The balloting seemed to go on forever. The winning candidate needed a two-thirds majority, or nine votes. Those owners supporting Leahy thought they'd made a deal with George Halas. If they got eight votes, he would provide the ninth. They thought they had the election in the bag.
“What do you think about this?” my father asked me.
“Let's vote for Leahy and see what happens,” I said.
So my father voted for Leahy. But Halas didn't deliver his vote. The other owners slapped their foreheads and pounded the table. “But you promised us your vote.”
George wouldn't give in. “No, I just can't do it,” he said. He wanted to expand the league and feared losing the support of either the West Coast or East Coast faction if he backed one candidate or the other. He remained stubbornly indecisive.
“But you promised,” they pleaded.
“I can't do it,” he answered, “I'm not going to do it.”
My father saw George's plight. “Then I'm not voting for Leahy, either,” he said, and joined Halas in his holdout.
Dad told the owners, “We need another candidate.”
Then out of thin air they started pulling out names. I was there when they suggested my father be the commissioner. But he was too smart for that.
“I'm not running for commissioner,” he emphatically stated. “Do you think I was born yesterday?”
Next they proposed Detroit Lions president Edwin Anderson, who sat right next to me. When they put his name up, he thought he was going to get the job, but only two or three votes went his way.
The balloting went on. Round 20, Round 21, Round 22. If Bert himself had been there, by this time he would have taken out his teeth and started crying. When the discussions grew tedious, Bert Bell Jr., who worked in the league office, and I retreated to a palm-tree-shaded shuffleboard court outside the hotel. At first we played for a dollar a game, then for a dollar a shot. It turned out I was pretty good at shuffleboard, though it hardly counts as a sport in my book. I started playing with only a couple of bucks, but by the end of the day my wallet was a good deal fatter.

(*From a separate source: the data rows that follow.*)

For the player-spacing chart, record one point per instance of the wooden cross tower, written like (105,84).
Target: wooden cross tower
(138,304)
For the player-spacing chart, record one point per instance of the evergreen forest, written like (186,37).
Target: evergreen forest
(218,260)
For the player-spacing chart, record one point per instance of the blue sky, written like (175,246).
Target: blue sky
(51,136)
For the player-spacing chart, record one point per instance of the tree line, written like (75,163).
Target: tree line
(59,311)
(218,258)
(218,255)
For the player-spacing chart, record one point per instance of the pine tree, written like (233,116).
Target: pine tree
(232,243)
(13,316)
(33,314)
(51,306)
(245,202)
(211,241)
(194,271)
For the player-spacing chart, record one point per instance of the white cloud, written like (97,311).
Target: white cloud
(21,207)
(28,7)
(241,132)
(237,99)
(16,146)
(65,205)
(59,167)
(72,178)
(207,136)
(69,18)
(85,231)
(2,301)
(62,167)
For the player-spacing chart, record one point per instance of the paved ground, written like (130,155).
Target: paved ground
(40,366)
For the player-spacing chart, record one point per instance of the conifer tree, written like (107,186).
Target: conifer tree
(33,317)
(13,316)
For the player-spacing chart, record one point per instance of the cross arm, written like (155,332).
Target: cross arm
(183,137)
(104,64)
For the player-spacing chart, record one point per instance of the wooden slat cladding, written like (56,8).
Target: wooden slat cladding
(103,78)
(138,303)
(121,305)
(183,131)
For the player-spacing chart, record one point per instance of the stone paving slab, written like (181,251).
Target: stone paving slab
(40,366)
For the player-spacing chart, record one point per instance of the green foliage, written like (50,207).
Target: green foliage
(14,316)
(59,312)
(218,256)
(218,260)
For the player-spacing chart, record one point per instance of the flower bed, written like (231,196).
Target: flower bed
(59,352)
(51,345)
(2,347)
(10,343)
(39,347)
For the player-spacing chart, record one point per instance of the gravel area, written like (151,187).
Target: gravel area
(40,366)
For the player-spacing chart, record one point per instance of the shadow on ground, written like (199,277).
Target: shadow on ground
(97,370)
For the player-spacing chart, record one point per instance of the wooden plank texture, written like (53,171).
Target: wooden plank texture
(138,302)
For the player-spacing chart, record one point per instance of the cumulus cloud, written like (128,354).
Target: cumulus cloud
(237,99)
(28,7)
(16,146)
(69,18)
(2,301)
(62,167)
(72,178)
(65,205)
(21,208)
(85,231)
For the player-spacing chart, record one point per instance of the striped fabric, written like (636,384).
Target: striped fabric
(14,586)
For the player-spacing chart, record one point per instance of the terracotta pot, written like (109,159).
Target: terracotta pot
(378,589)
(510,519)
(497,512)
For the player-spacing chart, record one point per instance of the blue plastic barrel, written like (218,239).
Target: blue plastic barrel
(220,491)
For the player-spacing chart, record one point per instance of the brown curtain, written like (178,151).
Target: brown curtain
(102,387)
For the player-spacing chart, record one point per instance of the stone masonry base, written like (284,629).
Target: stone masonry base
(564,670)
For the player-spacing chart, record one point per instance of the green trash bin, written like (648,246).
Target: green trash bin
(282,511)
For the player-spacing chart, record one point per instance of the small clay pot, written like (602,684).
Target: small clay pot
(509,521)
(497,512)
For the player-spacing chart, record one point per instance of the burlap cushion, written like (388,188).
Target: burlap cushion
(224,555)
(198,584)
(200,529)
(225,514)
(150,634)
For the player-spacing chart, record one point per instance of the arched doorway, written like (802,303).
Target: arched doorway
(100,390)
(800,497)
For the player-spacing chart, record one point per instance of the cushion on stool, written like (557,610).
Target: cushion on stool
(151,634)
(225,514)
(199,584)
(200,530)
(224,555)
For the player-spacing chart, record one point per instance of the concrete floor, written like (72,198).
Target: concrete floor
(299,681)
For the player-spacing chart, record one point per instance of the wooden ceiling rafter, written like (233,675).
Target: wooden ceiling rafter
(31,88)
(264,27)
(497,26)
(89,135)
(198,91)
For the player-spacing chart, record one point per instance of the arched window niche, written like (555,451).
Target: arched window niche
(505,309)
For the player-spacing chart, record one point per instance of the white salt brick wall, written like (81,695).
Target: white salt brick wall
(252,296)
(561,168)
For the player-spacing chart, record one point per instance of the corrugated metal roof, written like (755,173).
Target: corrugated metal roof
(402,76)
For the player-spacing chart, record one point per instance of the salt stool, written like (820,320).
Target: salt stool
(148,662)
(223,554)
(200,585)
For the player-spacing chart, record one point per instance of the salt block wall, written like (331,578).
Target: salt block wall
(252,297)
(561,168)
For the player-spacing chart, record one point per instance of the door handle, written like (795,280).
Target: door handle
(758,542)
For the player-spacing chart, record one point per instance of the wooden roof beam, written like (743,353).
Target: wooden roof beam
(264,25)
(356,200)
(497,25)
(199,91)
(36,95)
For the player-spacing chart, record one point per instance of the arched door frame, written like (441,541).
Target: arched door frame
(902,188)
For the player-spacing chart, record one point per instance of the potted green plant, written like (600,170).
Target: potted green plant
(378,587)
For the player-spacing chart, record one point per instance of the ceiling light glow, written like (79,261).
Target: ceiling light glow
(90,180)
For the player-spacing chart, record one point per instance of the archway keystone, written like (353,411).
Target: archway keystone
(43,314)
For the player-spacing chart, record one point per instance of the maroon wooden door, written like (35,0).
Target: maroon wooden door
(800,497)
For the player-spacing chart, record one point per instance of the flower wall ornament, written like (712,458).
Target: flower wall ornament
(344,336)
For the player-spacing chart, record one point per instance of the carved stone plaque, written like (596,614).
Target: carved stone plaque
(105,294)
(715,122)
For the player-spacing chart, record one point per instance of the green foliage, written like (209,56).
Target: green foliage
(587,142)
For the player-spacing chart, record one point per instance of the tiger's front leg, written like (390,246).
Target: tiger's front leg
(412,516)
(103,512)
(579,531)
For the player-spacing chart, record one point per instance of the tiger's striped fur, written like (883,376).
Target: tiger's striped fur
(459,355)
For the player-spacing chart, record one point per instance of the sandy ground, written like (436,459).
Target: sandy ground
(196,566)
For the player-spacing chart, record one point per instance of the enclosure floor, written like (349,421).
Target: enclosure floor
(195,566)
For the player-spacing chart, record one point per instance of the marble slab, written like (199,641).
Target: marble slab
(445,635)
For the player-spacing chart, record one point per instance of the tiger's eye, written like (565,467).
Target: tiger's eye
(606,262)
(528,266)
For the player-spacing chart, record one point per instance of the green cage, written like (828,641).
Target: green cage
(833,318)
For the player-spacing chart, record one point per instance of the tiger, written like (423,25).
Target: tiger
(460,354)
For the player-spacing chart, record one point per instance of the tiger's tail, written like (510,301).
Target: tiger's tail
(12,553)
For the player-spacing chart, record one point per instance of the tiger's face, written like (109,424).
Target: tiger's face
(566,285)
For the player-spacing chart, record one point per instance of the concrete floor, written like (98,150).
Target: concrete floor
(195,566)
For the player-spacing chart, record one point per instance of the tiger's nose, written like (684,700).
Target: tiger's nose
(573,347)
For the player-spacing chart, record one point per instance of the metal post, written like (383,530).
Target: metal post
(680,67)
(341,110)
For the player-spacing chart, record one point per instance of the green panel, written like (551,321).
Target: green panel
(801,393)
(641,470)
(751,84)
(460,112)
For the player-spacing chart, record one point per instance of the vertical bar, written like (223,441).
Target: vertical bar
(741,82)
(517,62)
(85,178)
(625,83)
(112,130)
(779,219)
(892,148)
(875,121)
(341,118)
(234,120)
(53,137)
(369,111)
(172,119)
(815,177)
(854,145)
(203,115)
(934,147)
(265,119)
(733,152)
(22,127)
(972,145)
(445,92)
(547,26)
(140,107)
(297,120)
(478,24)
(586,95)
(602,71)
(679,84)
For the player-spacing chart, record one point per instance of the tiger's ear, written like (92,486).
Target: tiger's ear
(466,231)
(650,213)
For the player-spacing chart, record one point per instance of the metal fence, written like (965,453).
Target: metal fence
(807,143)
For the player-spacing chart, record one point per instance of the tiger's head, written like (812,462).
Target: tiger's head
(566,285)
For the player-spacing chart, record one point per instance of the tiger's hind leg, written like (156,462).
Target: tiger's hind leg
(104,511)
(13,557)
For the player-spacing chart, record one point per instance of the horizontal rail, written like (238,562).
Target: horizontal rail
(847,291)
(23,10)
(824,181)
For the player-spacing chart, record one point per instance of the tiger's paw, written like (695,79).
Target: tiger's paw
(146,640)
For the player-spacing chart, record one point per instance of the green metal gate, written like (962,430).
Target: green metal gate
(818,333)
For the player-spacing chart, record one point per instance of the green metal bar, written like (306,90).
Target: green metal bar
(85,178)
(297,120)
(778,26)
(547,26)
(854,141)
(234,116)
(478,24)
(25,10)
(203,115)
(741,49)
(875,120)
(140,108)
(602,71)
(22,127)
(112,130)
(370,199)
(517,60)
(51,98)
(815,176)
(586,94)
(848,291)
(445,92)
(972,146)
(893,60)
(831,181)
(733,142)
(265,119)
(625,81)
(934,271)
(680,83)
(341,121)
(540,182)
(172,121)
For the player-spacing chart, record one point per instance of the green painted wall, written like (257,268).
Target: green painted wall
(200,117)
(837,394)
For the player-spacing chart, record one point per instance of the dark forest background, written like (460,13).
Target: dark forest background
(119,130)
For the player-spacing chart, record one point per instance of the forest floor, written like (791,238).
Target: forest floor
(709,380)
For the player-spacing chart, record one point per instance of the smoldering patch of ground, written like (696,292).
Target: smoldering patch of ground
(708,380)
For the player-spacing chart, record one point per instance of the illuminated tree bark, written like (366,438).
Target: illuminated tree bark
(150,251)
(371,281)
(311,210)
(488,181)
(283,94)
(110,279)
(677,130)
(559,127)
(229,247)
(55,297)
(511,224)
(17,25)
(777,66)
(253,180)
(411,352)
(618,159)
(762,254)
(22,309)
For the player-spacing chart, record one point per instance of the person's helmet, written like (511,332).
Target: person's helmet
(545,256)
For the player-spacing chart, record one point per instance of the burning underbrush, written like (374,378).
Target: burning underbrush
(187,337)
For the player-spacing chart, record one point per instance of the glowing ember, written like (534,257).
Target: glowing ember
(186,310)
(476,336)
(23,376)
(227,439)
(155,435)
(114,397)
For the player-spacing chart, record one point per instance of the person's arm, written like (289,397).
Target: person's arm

When we returned to the smoky meeting room, Dan Reeves put forward the name of the thirty-three-year-old general manager of the Los Angeles Rams, Pete Rozelle. The nomination took us by surprise, and no one in the room was more surprised than Pete. He attended the meeting just as I did, at the request of the team owner.
Reeves said, “He's young, but he's very bright, and he's very good.”
Dad leaned over to me and asked, “Who is this guy? Do you know him?”
“Yeah, I know him,” I said. “He's a good guy. I think he can do the job.”
Pete and I were nearly the same age and had worked together on NFL marketing issues. We had spent some time together, and I found him to be bright, articulate, and most important, honest.
“He's all right,” I said to my father. “He's someone we can get
along with.” So my father told Reeves and the others that we'd back Rozelle if he were nominated.
The owners asked Rozelle to leave the room, and while he was killing time in the washroom we elected him without much debate on the twenty-third ballot. My father helped break the logjam. He didn't speak often at league meetings, so when he did, the other guys listened.